CLI Tool [Embedded Engine]
    • PDF

    CLI Tool [Embedded Engine]

    • PDF

    Article Summary

    Note: The GWCLI (Command Line Tool) will be excluded as standard from Release 10 of the Embedded Engine. Please contact support@glasswall.com should you require any additional support.

    This documentation explains how to use the Glasswall CLI using the Windows command prompt or the terminal window for Linux, with an explanation of the parameters and configuration.

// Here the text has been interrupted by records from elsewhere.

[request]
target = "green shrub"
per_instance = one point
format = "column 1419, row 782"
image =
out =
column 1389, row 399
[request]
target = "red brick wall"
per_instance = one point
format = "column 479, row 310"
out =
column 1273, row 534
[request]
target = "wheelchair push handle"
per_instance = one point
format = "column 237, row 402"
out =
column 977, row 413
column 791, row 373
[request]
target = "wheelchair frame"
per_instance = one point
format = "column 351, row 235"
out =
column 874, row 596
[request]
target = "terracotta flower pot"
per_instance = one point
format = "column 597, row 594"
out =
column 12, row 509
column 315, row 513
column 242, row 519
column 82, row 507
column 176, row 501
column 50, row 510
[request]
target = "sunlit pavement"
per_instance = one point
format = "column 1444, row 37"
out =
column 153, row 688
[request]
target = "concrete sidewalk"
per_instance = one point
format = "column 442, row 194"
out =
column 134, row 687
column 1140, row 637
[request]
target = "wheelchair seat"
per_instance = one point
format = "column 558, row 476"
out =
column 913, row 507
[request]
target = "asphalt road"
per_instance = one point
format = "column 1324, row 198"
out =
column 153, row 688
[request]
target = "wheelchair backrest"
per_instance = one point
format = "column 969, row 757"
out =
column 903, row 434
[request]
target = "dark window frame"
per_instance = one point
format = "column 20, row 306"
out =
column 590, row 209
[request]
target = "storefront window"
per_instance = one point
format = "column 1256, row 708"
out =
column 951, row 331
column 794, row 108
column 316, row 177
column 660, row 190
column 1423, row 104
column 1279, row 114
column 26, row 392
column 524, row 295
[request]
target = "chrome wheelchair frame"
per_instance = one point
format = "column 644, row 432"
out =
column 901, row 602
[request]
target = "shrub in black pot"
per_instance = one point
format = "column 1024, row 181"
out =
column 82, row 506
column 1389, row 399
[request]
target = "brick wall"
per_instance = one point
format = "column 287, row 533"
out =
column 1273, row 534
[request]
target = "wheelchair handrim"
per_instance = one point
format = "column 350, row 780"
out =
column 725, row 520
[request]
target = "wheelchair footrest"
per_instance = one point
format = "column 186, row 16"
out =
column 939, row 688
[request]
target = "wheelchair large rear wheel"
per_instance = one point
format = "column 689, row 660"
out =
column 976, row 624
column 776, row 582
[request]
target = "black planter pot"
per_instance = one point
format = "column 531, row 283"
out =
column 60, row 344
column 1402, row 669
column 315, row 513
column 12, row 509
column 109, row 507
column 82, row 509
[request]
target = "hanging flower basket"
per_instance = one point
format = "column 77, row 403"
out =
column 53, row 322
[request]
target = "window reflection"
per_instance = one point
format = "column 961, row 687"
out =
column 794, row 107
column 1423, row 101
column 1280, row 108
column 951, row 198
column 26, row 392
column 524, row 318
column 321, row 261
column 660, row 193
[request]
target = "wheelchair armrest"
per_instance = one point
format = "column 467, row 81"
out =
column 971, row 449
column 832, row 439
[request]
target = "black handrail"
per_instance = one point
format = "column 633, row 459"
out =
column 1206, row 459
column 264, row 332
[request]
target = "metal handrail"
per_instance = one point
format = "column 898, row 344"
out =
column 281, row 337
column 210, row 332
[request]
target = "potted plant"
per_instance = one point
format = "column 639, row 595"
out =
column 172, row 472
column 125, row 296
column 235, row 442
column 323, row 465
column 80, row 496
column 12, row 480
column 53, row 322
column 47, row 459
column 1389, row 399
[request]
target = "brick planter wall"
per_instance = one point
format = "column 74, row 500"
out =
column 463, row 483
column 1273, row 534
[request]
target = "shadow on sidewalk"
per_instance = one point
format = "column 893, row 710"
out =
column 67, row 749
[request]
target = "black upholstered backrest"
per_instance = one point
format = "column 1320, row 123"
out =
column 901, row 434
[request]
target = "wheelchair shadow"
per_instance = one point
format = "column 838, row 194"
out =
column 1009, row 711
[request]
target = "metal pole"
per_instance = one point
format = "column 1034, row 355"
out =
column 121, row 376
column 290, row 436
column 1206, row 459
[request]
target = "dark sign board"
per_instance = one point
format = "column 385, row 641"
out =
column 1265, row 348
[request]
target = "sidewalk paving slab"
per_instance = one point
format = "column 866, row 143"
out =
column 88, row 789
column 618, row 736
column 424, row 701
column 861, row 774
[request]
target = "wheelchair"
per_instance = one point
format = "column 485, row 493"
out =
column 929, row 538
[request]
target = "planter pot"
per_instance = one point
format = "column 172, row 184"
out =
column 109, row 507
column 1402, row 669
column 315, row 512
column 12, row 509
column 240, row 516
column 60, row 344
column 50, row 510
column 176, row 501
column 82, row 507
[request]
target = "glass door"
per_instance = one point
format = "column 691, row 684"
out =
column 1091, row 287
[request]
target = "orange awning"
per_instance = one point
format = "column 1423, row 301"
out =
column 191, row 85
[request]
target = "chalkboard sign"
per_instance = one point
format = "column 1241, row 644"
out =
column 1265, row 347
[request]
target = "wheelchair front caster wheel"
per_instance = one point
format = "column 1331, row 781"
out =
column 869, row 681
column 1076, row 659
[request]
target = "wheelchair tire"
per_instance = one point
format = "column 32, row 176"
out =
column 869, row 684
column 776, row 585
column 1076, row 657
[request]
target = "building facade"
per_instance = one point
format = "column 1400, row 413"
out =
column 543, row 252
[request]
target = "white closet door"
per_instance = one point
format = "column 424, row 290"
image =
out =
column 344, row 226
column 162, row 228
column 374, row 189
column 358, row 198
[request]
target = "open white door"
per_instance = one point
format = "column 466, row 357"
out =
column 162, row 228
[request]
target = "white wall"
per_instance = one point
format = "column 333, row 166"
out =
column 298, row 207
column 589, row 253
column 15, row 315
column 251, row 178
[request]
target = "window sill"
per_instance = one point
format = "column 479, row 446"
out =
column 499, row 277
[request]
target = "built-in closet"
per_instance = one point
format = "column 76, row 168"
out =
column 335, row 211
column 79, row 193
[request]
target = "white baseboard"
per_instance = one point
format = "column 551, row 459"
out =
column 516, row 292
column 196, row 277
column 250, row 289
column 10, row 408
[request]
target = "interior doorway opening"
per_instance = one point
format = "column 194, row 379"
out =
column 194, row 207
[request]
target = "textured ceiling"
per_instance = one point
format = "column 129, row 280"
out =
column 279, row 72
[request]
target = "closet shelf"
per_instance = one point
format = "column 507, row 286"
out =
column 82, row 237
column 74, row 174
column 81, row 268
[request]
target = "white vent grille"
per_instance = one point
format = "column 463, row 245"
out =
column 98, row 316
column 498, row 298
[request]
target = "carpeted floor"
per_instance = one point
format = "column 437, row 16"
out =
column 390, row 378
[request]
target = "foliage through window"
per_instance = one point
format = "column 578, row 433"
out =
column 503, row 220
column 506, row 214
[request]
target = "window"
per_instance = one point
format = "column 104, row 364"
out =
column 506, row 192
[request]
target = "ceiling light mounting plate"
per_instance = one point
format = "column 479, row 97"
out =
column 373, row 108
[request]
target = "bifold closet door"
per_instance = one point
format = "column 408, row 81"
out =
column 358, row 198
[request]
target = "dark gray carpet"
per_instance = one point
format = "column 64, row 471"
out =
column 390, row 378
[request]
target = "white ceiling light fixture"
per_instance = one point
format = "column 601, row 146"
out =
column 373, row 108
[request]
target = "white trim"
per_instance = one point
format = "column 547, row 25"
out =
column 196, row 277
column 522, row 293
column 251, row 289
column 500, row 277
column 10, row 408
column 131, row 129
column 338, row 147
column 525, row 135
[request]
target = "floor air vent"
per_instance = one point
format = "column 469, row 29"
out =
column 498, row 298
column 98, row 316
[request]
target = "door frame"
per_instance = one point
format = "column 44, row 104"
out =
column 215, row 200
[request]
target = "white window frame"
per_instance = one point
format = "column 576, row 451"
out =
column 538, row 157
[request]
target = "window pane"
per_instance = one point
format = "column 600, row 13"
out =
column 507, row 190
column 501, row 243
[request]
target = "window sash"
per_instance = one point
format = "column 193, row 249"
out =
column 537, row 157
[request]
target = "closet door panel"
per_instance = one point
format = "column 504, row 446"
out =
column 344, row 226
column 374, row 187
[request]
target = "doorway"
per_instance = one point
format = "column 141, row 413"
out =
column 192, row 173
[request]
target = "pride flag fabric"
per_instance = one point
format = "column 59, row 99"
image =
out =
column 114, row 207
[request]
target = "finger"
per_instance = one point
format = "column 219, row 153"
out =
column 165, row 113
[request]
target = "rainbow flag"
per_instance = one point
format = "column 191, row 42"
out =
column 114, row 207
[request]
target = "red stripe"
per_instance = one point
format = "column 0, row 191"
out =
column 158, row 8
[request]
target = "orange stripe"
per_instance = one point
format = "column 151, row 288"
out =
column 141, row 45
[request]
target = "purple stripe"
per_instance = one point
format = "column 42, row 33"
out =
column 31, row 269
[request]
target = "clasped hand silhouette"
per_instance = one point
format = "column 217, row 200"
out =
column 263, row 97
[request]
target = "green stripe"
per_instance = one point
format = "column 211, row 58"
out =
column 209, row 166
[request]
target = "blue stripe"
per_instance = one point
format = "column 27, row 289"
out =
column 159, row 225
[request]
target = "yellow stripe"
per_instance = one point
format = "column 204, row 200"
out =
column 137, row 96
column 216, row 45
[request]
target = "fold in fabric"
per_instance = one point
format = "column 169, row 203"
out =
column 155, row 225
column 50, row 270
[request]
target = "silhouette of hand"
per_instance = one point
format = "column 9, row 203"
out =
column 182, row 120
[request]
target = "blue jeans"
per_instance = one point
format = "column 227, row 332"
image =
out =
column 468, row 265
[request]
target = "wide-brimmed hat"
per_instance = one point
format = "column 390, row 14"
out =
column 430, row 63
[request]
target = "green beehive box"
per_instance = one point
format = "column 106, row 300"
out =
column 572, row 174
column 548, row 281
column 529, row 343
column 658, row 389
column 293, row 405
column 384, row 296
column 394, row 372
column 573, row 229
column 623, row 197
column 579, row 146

    Learn more about the Glasswall Embedded Engine.

    Purpose

    The Glasswall CLI is the quickest way to get the CDR engine up and running, and is often used as a test or evaluation tool. The results provided can be examined and compared to give you a clear understanding of any issues or unwanted content within the files. Any invalid files will have the issues reported in the XML documents to show why they were non-conforming. You will also be able to see if any disallowed content was present that made the file non-conforming and decide if you want to rerun it in sanitise mode to remove that content.

    Config Files

    Configuration Settings

    If an XML policy is not specified on the command line, then GWFileConfigXml() is not called before the specified document processing function is called.

    XML Policy File Description

    Configuration Format

    The format within this file is described formally in the XSD located in the Glasswall SDK documentation. This policy file is passed unchanged to the GWFileConfigXML() function. An example of a full policy file is shown below .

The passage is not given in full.